Book Synopsis The Politics of Local Participatory Democracy in Latin America by : Françoise Montambeault
Download or read book The Politics of Local Participatory Democracy in Latin America written by Françoise Montambeault and published by Stanford University Press. This book was released on 2015-10-14 with total page 284 pages. Available in PDF, EPUB and Kindle. Book excerpt: Participatory democracy innovations aimed at bringing citizens back into local governance processes are now at the core of the international democratic development agenda.
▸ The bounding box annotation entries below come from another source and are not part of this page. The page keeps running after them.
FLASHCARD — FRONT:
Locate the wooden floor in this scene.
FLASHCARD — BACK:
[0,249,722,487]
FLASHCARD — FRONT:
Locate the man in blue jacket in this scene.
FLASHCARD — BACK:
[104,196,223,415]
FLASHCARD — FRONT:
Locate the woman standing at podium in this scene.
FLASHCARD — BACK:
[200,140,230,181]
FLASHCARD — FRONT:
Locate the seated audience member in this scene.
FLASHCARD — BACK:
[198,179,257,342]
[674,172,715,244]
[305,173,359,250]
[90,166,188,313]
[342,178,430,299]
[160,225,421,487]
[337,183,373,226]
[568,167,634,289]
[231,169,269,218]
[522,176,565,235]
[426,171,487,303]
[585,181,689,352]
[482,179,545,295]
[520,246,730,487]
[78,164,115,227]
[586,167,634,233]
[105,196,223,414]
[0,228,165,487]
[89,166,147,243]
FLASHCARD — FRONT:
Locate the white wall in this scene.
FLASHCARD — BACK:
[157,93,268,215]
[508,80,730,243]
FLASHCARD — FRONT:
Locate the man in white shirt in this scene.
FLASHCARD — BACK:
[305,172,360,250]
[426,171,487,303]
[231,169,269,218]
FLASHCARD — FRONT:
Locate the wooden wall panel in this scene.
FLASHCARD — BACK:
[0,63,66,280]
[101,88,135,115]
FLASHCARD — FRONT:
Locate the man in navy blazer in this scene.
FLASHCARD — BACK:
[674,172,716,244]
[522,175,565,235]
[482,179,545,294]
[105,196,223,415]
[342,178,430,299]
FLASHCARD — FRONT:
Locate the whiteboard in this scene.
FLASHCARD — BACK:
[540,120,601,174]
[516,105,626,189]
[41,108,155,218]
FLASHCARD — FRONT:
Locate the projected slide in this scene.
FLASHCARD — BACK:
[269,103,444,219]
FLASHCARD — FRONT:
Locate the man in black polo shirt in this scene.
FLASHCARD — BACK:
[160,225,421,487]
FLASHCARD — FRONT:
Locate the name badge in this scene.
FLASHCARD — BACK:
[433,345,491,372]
Municipalities around the world have adopted local participatory mechanisms of various types in the last two decades, including participatory budgeting, the flagship Brazilian program, and participatory planning, as it is the case in several Mexican municipalities. Yet, institutionalized participatory mechanisms have had mixed results in practice at the municipal level. So why and how does success vary? This book sets out to answer that question. Defining democratic success as a transformation of state-society relationships, the author goes beyond the clientelism/democracy dichotomy and reveals that four types of state-society relationships can be observed in practice: clientelism, disempowering co-option, fragmented inclusion, and democratic cooperation. Using this typology, and drawing on the comparative case study of four cities in Mexico and Brazil, the book demonstrates that the level of democratic success is best explained by an approach that accounts for institutional design, structural conditions of mobilization, and the configurations, strategies, behaviors, and perceptions of both state and societal actors. Thus, institutional change alone does not guarantee democratic success: the way these institutional changes are enacted by both political and social actors is even more important as it conditions the potential for an autonomous civil society to emerge and actively engage with the local state in the social construction of an inclusive citizenship.